You can have the best of both worlds.  A few of the IAP vendors are also PSI resellers.  Usually you can order PSI item from them for less than PSI directly.


----------



## beck3906 (Jul 31, 2014)

I haven't heard of many folks recommending this vendor so I was a bit surprised.  And, yes, I was concerned it was a steebar subsidiary.


----------



## its_virgil (Jul 31, 2014)

steebar is a company that takes your money and then has other companies drop ship the mdse. They have an address for payments to be sent. They seem to care about the next name for a website to get new business than tending to the customers who have already purchased. One (or more) of their websites has a name(s) close to penkits.biz .Penkits.biz is located in Arkansas if I recall and steebar has a New Jersey address(s).  I once had a list of the steebar aliases  but can't find it.
Do a good turn daily!
Don



DLGunn said:


> beck3906 said:
> 
> 
> > DLGunn said:
> ...


----------



## DLGunn (Jul 31, 2014)

Ok, to clarify I was talking about penkits.biz, which goes by the name Pen Making Supplies. And yes, they are located in Arkansas. I have no affiliation with them other than being a satisfied customer. 

I do not know who steebar is and would never recommend a place that I have not personally used and had good results with.


----------



## aplpickr (Jul 31, 2014)

*Cut your own pen blanks*

One of the best sources of wooden blanks is your own table saw. A board foot of expensive lumber ( example: African blackwood @ $120 bd foot) will yield ~ 24 blanks (5.75" x .75" x .75") @$5 each. Not too shabby! Common lumber in the $4 TO $5 range works out to be pennies a blank. Depending on length needed, you might stretch out 12 more blanks at about 3". Figured walnut, figured maple, ambrosia maple, etc can often be found in this price range. Many wood suppliers will sell a lineal foot of excellent wood if there is at least 4' left after your cut. Narrower boards can reduce the total tariff. Do not just look at the bd ft price. Figure the blank cost! I once bought a lineal foot of 8/4 x 12" wide purpleheart for a total of $24 at a Woodcraft. Yield: 26 each 2" x 2" x 2.25" Christmas ornament blanks. The ornaments sold for $25 each.


----------



## its_virgil (Jul 31, 2014)

No one is accusing you and any thing.
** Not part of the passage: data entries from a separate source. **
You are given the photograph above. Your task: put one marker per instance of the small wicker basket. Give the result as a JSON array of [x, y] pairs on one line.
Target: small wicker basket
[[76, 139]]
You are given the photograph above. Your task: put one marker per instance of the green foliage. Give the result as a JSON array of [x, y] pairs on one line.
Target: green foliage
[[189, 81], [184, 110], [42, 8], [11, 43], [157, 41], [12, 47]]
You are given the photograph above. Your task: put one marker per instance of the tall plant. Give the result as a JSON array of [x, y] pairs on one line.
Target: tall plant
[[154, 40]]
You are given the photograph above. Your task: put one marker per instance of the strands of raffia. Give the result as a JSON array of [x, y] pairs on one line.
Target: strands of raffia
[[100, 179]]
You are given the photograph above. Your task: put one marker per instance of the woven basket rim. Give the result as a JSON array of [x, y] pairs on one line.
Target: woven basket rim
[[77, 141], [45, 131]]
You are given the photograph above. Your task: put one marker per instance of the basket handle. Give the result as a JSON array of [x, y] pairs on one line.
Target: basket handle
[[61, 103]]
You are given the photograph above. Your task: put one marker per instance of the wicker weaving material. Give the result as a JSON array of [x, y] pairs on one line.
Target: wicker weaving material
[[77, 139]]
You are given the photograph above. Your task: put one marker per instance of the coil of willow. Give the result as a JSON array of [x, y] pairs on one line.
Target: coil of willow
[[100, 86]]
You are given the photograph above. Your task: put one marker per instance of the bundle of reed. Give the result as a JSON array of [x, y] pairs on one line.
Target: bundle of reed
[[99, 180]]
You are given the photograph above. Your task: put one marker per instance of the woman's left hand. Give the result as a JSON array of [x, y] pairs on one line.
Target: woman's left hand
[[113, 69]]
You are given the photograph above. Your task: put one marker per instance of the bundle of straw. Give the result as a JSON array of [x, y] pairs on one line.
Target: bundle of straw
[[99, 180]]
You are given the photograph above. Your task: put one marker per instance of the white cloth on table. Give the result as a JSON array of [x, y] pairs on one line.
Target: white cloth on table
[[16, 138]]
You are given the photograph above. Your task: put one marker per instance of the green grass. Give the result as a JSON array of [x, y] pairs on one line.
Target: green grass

It is just an unfortunate  coincidence that penkits.biz, which is a reliable and reputable company, has a website url which sounds close to one (of several) used by  a company with a horrible reputation. I don't think any of use would recommend a company we had not used and  with which we were satisfied customers.
Do a good turn daily!
Don




DLGunn said:


> Ok, to clarify I was talking about penkits.biz, which goes by the name Pen Making Supplies. And yes, they are located in Arkansas. I have no affiliation with them other than being a satisfied customer.
> 
> I do not know who steebar is and would never recommend a place that I have not personally used and had good results with.


----------



## rblakemore (Jul 31, 2014)

A lot of suggestions here; do not despair we all started where you are.  I started where you are and WoodCraft was our main supplier (there is a great store in SW Houston, and I get most of my tools and equipment from WC).  Pennstate Industries was next and I used a number of their pen kits and overall have been very satisfied.  But, reading here it becomes apparent that there are other suppliers with great prices and kits better than WC or PSI supply.  I now use Exotic and Beartooth frequently and have been exceedingly well pleased. Look over the pens made and determine what you plan to make next, then select some vendors and try a few.  Then you will find a selection of pens and vendors that you like and prefer.


----------



## OLDMAN5050 (Aug 1, 2014)

Get good service from all of the venders on this forum.. never a problem...I get kits from Smitty and glue from Exotics


----------



## SDB777 (Aug 1, 2014)

Depends.....what are you looking for?




Scott (it always is sunny) B


----------